Они злобно смотрели друг на друга в молчании. Их разделяла целая комната, все равно, что пропасть.

            
Он как раз собирался уйти из дома и замешкался на мгновенье в проеме двери. Спиной Дикарь почувствовал колючий неприязненный взгляд и остановился. На нем был все тот же, некогда сияющий, а теперь забрызганный грязью, серебристый комбинезон. Эд обернулся и зацепился рукавом за косяк. На локте образовалась очередная прореха. Дикарь со злостью оторвал кусок обтрепанной ткани и бросил его на пол:
- Вот, моя одежда лишь на тряпки и годится! По крайней мере, будет, чем полы протирать. Ну, а мне при такой жене, видимо, скоро придется ходить голышом. Я ухожу! Счастливо оставаться! Займусь лучше делом, пока крыша не рухнула.

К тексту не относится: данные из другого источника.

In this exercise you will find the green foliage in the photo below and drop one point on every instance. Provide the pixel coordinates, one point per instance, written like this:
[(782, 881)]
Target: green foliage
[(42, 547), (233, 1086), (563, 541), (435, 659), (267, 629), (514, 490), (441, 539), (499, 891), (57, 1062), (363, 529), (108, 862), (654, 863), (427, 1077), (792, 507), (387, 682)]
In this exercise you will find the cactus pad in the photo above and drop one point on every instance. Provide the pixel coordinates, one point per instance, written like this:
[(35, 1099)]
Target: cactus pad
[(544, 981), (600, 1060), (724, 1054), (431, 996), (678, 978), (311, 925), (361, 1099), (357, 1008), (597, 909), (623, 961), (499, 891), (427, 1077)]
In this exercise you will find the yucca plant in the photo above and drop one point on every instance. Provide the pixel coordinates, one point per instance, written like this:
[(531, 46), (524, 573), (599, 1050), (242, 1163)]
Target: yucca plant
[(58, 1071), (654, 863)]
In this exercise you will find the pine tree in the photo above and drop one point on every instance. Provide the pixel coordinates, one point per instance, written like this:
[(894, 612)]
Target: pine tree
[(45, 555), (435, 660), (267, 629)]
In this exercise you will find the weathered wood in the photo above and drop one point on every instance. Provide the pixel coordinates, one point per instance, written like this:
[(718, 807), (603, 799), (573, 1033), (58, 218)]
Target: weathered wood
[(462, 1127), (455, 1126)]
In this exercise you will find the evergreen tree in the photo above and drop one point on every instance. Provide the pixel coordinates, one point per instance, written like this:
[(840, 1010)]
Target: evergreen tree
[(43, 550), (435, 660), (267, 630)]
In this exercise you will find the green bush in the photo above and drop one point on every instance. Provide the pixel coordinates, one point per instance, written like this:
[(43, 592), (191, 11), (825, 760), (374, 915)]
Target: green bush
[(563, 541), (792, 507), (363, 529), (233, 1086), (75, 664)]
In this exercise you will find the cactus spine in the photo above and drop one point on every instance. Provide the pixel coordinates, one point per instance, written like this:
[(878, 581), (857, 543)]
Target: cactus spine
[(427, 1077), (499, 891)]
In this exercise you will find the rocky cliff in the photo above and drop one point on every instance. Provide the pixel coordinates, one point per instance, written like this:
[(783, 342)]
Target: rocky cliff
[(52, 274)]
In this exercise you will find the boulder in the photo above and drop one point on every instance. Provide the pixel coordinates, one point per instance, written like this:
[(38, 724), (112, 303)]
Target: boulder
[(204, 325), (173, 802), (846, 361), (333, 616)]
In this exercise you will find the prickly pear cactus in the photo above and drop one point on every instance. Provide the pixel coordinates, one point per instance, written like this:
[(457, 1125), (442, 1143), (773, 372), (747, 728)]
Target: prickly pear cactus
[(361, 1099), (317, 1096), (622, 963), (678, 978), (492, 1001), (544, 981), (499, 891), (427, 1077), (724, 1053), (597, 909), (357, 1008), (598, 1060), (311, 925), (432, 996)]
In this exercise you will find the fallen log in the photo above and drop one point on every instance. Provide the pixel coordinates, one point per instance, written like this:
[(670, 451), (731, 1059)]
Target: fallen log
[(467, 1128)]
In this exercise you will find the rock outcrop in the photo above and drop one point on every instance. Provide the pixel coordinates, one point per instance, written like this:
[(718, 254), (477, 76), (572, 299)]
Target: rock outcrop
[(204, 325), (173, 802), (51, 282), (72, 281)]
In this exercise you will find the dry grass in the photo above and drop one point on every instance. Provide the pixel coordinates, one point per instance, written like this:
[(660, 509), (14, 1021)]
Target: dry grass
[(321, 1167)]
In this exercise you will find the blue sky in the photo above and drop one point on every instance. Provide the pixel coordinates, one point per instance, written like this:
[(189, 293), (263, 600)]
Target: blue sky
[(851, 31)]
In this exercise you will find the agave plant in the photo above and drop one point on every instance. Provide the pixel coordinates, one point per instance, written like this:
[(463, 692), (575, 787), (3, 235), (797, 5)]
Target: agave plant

- Раз до сих пор не обрушилась, значит, долго простоит, - невозмутимо парировала Метиола, сделав вид, что не расслышала замечаний мужа насчет мытья полов и одежды. Она лишь плотно сжала губы, стараясь не выдать своего раздражения.
Нежное лицо Метиолы застыло мертвой тяжелой маской. Она положила дочь на кровать и разразилась рыданиями. Ее горькие слезы и отрывистые всхлипы разбили корку, образовавшуюся у него внутри. Внезапно ему захотелось прижать ее, как прежде, к себе изо всех сил, целовать ее мокрые соленые пальцы, просить прощения, но он сдержался. Он не мог больше ничего сказать и ничего сделать. Стоял, как бревно, с этими чужими задеревеневшими руками.
         Эд выскочил во двор. В глазах у него зарябило, будто серая липкая масса заползла под веки. Постепенно краски вокруг потускнели, формы потеряли четкость, словно их размыло водой. Через мгновенье плотная пелена застила глазницы, и свет померк.